В глянцевых русских журналах сочувственно писали о том, что у нее лучистые глаза толстовской княжны Марии, но русский эти журналы не читал, а «Войну и мир» представлял себе как длинный зимний парниковый огурец, состоящий на две трети из прелой воды.
– Вот о русских нельзя сказать, что они обжоры, – огляделся русский. – Они много и грязно жрут, но обжорство – это не про них.
– Тебе нет равных в умении уходить от ответа на четко поставленный вопрос, – убежденно сказала немка. – Я такая же, как ты. Я тоже всех презираю.
– Я никого не презираю. – Русский взял коричневую карту меню.
– После нашей поездки на Восток я очень изменилась. Я прислала тебе электронное письмо о сострадании к людям. Помнишь?
– Ты прислала мне тысячу электронных писем, – сказал русский, углубляясь в меню. – Я ненавижу немецкий картофельный салат. Меня бросила моя молодая жена.
Немка обрадовалась, и от радости у нее раскис жесткий лиловый рот.
– Слабая натура, – сказала немка. – На такого мужчину, как ты, слабая женщина обидится через три секунды, а тебе через три секунды это решительно надоест.
– Она – молодец, – сказал русский. – Возьму свинину. В Германии надо есть свинину. В свинине есть своя особая бледная нежность. Наконец-то меня кто-то бросил.
Его желтые глаза стали прозрачными, и он отложил меню.
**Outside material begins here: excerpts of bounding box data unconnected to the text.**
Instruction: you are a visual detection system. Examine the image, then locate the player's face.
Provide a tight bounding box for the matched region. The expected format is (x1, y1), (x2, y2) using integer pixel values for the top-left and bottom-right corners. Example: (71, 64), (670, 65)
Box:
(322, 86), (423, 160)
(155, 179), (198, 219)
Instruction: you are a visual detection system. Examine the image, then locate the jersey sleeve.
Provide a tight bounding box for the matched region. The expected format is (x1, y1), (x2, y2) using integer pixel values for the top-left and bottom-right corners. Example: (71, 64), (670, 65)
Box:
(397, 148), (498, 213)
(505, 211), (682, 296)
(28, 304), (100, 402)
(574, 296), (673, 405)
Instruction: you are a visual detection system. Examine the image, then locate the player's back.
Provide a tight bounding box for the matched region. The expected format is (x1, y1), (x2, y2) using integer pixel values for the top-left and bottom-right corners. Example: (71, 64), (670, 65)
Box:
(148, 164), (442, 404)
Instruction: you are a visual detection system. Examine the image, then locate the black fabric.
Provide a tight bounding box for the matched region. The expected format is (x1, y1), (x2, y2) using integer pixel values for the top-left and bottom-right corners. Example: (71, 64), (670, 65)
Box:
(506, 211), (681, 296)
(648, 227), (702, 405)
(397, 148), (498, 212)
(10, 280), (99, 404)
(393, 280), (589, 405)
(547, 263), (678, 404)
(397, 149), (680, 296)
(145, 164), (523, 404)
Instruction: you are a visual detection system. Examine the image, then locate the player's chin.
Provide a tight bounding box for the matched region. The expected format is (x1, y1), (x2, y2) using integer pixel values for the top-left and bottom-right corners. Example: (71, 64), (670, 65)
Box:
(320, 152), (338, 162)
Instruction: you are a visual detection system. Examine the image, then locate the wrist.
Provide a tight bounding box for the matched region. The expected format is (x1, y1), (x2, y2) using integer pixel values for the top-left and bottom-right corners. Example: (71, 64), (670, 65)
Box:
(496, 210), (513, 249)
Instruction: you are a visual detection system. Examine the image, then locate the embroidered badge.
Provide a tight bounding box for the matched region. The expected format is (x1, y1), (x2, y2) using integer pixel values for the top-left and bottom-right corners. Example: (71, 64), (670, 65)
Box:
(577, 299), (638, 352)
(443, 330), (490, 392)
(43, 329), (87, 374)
Кельнер принял заказ.
– Мне очень больно, – с обворожительной улыбкой сообщил русский своей спутнице. – Но вам ли, немцам, не знать, что поражение полезнее победы?
– Шармёр, – напряженно заметила немка, зная по опыту, что это одно из тех редких слов, которые способны его задеть и дезавуировать.
– Я вычислил местопребывание души, – сказал русский, положив растопыренные пальцы на грудь. – Здесь все горит.
Немка нахмурилась.
– Если бы до нашей поездки на Восток ты заикнулся о душе, я бы убила тебя иронией.
– Она меня предала. Причем, совершенно бесчеловечно.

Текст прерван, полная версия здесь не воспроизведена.